# Claude Code Settings - Permission Groups

This document explains the permissions configured in `.claude/settings.local.json`.

**Last Updated:** 2026-01-17
**Total Permissions:** 33 (reduced from 49 by removing duplicates)

---

## Permission Categories

### System Commands (Lines 4-7)
Basic Windows/system operations needed for development tasks.

- `Bash(cd:*)` - Change directory navigation
- `Bash(del:*)` - Delete files/folders
- `Bash(echo:*)` - Output text to console
- `Bash(tree:*)` - Display directory structure

### Network & Infrastructure (Lines 8-10)
Network diagnostics and infrastructure management.

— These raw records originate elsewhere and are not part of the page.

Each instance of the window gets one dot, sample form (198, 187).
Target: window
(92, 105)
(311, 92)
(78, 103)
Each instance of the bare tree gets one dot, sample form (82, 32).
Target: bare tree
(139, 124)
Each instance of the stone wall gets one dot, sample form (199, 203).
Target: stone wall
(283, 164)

- `Bash(route print:*)` - Display routing table
- `Bash(tailscale status:*)` - Check Tailscale VPN status
- `Bash(Test-NetConnection -ComputerName 172.16.3.20 -Port 3306)` - Test database connectivity

### Database (Line 11)
Database operations and queries.

- `Bash(mysql:*)` - MySQL/MariaDB command-line client

### Python & Package Management (Lines 12-15)
Python interpreter and package installation/management.

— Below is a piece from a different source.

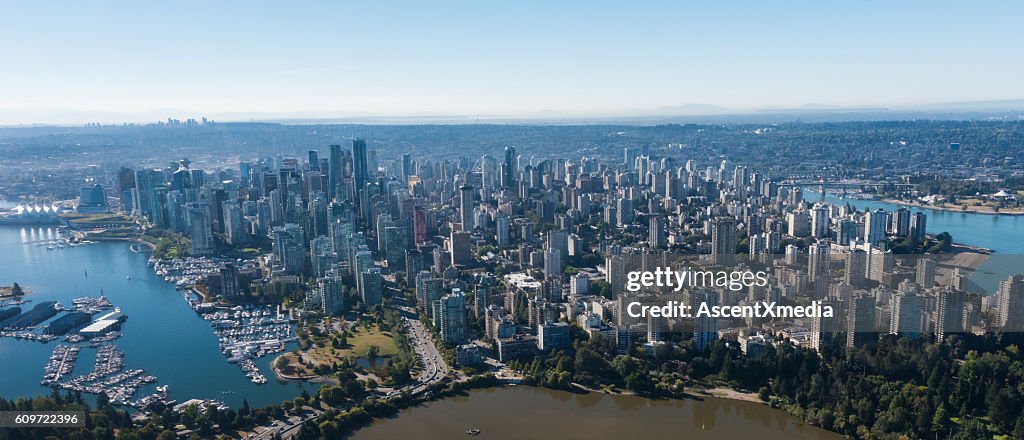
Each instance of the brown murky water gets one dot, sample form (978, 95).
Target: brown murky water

- `Bash(api/venv/Scripts/python.exe:*)` - Project virtual environment Python
- `Bash(api/venv/Scripts/pip:*)` - Virtual environment pip commands
- `Bash(pip install:*)` - System-wide package installation
- `Bash(pip uninstall:*)` - System-wide package removal

**Note:** Consolidated from multiple duplicate paths:
- Removed: `./venv/Scripts/python.exe:*` (relative path variant)
- Removed: `D:\\ClaudeTools\\api\\venv\\Scripts\\python.exe:*` (absolute path variant)
- Removed: `api\\venv\\Scripts\\python.exe:*` (backslash variant)
- Removed: Specific pip.exe install patterns (covered by wildcard)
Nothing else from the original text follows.